Ed è a questo punto che spunta don Mico Oppedisano, sulla cui figura si è dibattuto durante le varie fasi del processo. L’anziano, infatti, non era il capo assoluto della ‘ndrangheta. Piuttosto era stato nominato “capo-crimine” nel settembre del 2009 (in occasione della festa di Polsi), dopo la cattura di ‘Ntoni Gambazza”, all’anagrafe Antonio Pelle, boss di San Luca per 9 anni latitante, arrestato dai carabinieri del Ros nel giugno dello stesso anno quando fu trovato all’ospedale di Polistena dove si stava curando un’ernia strozzata. “È tutto finito, è tutto finito” fu la frase che l’anziano boss pronunciò quando fu scovato dal colonnello Valerio Giardina e dal capitano Gerardo Lardieri.

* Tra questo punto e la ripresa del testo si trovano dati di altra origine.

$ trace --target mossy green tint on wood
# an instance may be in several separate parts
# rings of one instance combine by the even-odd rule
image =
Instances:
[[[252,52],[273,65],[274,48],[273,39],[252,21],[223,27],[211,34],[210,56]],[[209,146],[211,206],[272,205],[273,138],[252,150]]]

“Gambazza” mori pochi mesi dopo e il capo-crimine divenne don Mico Oppedisano, una figura “super partes” individuata anche in base all’età e all’esperienza. Una figura alla quale, in sostanza, sarebbe spettato il compito di dirimere i contrasti che potevano sorgere tra le cosche mafiose, mantenere l’equilibrio labile che ha portato la ‘ndrangheta ad essere l’organizzazione mafiosa più pericolosa al mondo, leader del narcotraffico internazionale.

“La ‘ndrangheta, anche quella che importa dal Sudamerica cocaina o che ricicla nei mercati finanziari mondiali ingenti risorse economiche, – scrive il giudice Minutoli nella sentenza di primo grado – è quella che ha come substrato imprescindibile rituali e cariche, gerarchie e rapporti che hanno il loro fondamento in una subcultura ancestrale e risalente nel tempo, che la globalizzazione del crimine non ha eliminato ma che, probabilmente, costituisce la forza di quella organizzazione ed il suo ‘valore aggiunto’”.

Dopo il summit di Montalto, interrotto da un blitz dei carabinieri nel 1969, per la prima volta con l’inchiesta “Crimine” nel 2009 la Direzione distrettuale antimafia è riuscita a filmare una riunione di ‘ndranghetisti a Polsi, in occasione della festa della Madonna.